Abulu, a Nigerian-raised filmmaker who now lives in New York City, was the first to receive a loan from the fund. In March, with the $250,000 in hand and other money he fundraised, he set out to produce a film that would appeal to all audiences.
“Whether you’re white, whether you’re black, there’s a message in it specifically for every group and community,” Abulu said. “There’s a spiritual message and there’s a cultural message.”
In the film, cancer specialist Dr. Michael Durant, played by Washington, immerses himself in his work to avoid dealing with the traumatic loss of his 10-year-old daughter from cancer and the ensuing blame from his wife (Fox). In the process, he crosses paths with Dr. Bello (Jean-Louis), an uncertified Nigerian doctor who teaches Durant to look at medicine in a new way while they try to save the life of a young cancer patient. In a series of twists, Dr. Bello becomes ill and Durant must risk everything and travel to the mountains of Nigeria to find a special potion, which holds the cure.
The film was shot in both New York and Nigeria, and Abulu said the cast really enjoyed working together.
“We had a ball,” he said. “The American actors, the Nigerian Actors — it was fun. We had a wonderful time.”
Isaiah Washington, best known for his role in Grey’s Anatomy, told the New York Times the film’s opportunity to “cross-pollinate” Hollywood and Nollywood is what influenced him to get involved. He also said he wants to help make Nigerian films mainstream.
“How can I bring value to destigmatize Nigeria and destigmatize Nollywood?” he said.
Though Dr. Bello had a smaller budget than most Hollywood productions, which at times bill up to 9-digit figures, Abulu is hoping the story surpasses that. He wants to prove that Nollywood can hold its own outside of Africa, and he’s hoping Hollywood is paying attention.
“It’s not going to be easy because Hollywood doesn’t make movies to experiment,” he said. “Africa is a major risk.”

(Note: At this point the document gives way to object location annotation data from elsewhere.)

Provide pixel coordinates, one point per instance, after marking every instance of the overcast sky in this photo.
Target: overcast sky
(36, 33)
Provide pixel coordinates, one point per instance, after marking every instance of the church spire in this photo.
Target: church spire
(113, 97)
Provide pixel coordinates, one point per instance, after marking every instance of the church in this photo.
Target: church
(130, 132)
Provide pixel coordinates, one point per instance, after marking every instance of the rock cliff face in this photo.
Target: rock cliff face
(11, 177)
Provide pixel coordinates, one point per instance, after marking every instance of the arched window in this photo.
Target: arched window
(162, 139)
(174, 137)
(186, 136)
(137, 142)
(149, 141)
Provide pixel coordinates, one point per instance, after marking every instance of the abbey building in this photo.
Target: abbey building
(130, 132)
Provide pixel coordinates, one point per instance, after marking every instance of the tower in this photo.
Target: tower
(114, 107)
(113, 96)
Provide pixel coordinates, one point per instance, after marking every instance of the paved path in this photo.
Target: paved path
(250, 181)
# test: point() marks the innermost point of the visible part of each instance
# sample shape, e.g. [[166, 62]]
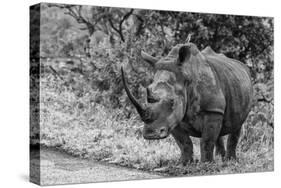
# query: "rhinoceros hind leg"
[[231, 145], [185, 144], [220, 149]]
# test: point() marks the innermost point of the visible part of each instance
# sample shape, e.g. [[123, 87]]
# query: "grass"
[[81, 127]]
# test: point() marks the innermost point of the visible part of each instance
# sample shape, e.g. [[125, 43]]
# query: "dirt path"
[[60, 168]]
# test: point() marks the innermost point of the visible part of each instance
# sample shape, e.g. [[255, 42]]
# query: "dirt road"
[[60, 168]]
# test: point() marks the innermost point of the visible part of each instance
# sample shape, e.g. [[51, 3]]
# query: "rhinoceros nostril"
[[163, 131], [148, 131]]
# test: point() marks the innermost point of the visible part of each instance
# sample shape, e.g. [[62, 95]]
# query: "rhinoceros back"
[[235, 82]]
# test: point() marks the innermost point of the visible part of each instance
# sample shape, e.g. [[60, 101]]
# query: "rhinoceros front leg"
[[185, 144], [220, 149], [231, 144], [210, 132]]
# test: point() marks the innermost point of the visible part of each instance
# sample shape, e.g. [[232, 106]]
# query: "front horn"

He wants to reveal a market for the continent similar to the way, he said, Tyler Perry proved there was an audience for non-violent black films.
“Nobody ever believes black folks in America will watch something that is not violent. They tell you in Hollywood, if you’re going to make a black movie, it’s got to have violence, sex and crime because they don’t believe there’s a market for anything else.”
“But Tyler Perry was able to prove there was,” he continued. “We are going to prove that people will be interested in Africa.”
Dr. Bello will open the 2012 African Diaspora International Film Fesitval tonight in New York’s Symphony Space, and Abulu is planning a major release for the film by next Spring.
With the release, he hopes to encourage more collaborations between the two film industries. But more importantly, Abulu hopes the film will help grow Nollywood into a solution for Nigeria’s economic problems.
It’s a big goal for one film, but he knows this already.
“I don’t make films for arts sake anymore,” he said. “I make films now to open doors.”